Dancehall, News

Macka Diamond Says Her Dancehall Career Still Popping, Fans Urged Her To Retire

Macka Diamond says her detractors who are trying to drive her out of the dancehall industry will never succeed as she is in-demand globally, even as her royalties continue to reap her tons of money.

According to Macka Diamond, she has constantly been touring and has even performed in countries that few, if any Jamaicans artistes have toured. “Mi not just singing for Jamaica alone. Mi love Jamaica and this is where mi from but mi a sing to the world,” she said recently on The Fix entertainment program.

The entertainer who recorded her first song at 16, said she has to stand up and be counted because many female deejays as they age, fall prey to the criticisms and age discrimination, and prematurely leave the industry, while their male counterparts remain until they are old and grey.

“When me look pon di man dem, dem a perform till dem old and people still accepting them. Me look good same way; mi no see nuttn wrong wid mi. When me look inna my mirror mi no si no old lady wid no stick and mi no si no problem. Mi still sound good. Mi voice no sound cracky -cracky. Di older mi get, mi a sound sweeter,” she boasted.

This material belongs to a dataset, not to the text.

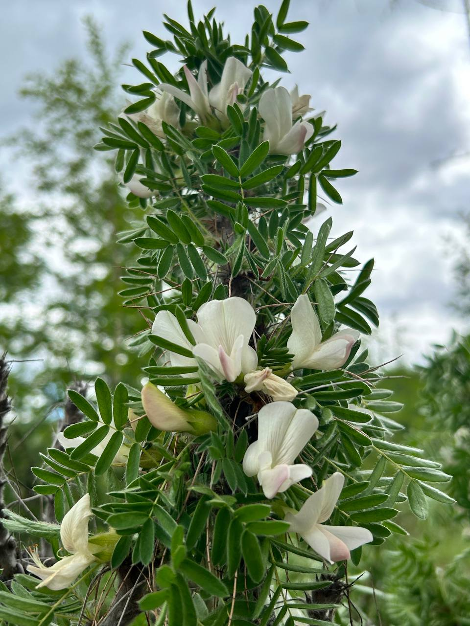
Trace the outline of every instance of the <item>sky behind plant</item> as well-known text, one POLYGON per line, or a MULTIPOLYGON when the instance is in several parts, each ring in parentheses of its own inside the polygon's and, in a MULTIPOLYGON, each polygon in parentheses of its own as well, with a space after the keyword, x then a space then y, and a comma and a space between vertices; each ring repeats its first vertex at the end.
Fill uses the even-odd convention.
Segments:
MULTIPOLYGON (((457 2, 429 4, 458 9, 457 2)), ((253 0, 219 1, 217 14, 234 41, 250 23, 253 0)), ((277 11, 279 3, 265 3, 277 11)), ((333 231, 353 229, 356 256, 376 260, 369 297, 382 319, 386 356, 420 359, 452 327, 465 328, 449 308, 454 284, 449 238, 462 239, 459 213, 470 196, 470 42, 462 13, 435 10, 412 0, 292 0, 290 18, 310 28, 295 38, 306 51, 287 54, 291 69, 283 84, 298 84, 311 105, 338 123, 343 149, 335 167, 359 170, 338 182, 343 206, 333 205, 333 231)), ((212 3, 193 0, 196 16, 212 3)), ((0 23, 3 95, 0 136, 33 120, 34 109, 17 92, 25 73, 50 70, 85 54, 81 18, 92 14, 112 49, 129 42, 132 57, 149 45, 142 29, 164 36, 166 11, 185 24, 185 2, 140 0, 17 0, 0 23)), ((172 71, 176 57, 164 58, 172 71)), ((123 83, 140 76, 123 67, 123 83)), ((123 104, 125 100, 123 92, 123 104)), ((28 165, 0 156, 4 182, 25 203, 33 200, 28 165)), ((316 227, 321 220, 317 218, 316 227)), ((381 352, 380 356, 384 352, 381 352)))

“I just left Seychelles, a place in Africa and Mauritius… If me did follow weh people a seh how mi old, I wouldn’t go to South Africa di odda day. I went to couple shows in New York the other day and people were crazy and people were: ‘oh wi glad fi see yuh,” Macka added.

Macka also said some of her songs have been trending in South America, particularly “Play Tune,” which she recorded more than a year ago, which has more than three million YouTube views.

“It’s a tug of war for me to go to Costa Rica now with the same Play Tune song. It has been number one all over the Spanish countries. Play Chune, dat is one of my biggest royalty cheques right now. I can stay home and don’t go nowhere fi di month and I get cheque offa dat song and it not playing nowhere in Jamaica,” she said.

She said many female artistes, could still be reaping even greater financial benefits if they had refused to be dictated to, or fallen for the ‘age card.’

“Even if mi sing music and mi no get no show, music is selling and dats where I earn my money. A lot a dem don’t understand dat part suh dem just tink seh ‘shi a try fi compete wid di young people dem’. Noooo. I am doing my job; I am selling products. If mi even sing 10 song and put it up online on iTunes, I make money. That’s how I make my money and pay my bills,’ she stated.

She said many people who see her performing in front of small crowds fail to understand that the number of patrons at a venue in many cases has no bearing on how much the artiste is paid.

“A lot of people don’t know and wi seh’ ‘wi see har inna one show wi just 10 people’ but that 10 people just shell dung di bar and no care. When yuh grow up inna di music you will understand dat. People will invite you to all just a wedding and pay you di same amount a money weh yuh get fi deh in front a 20,000 people,” she explained.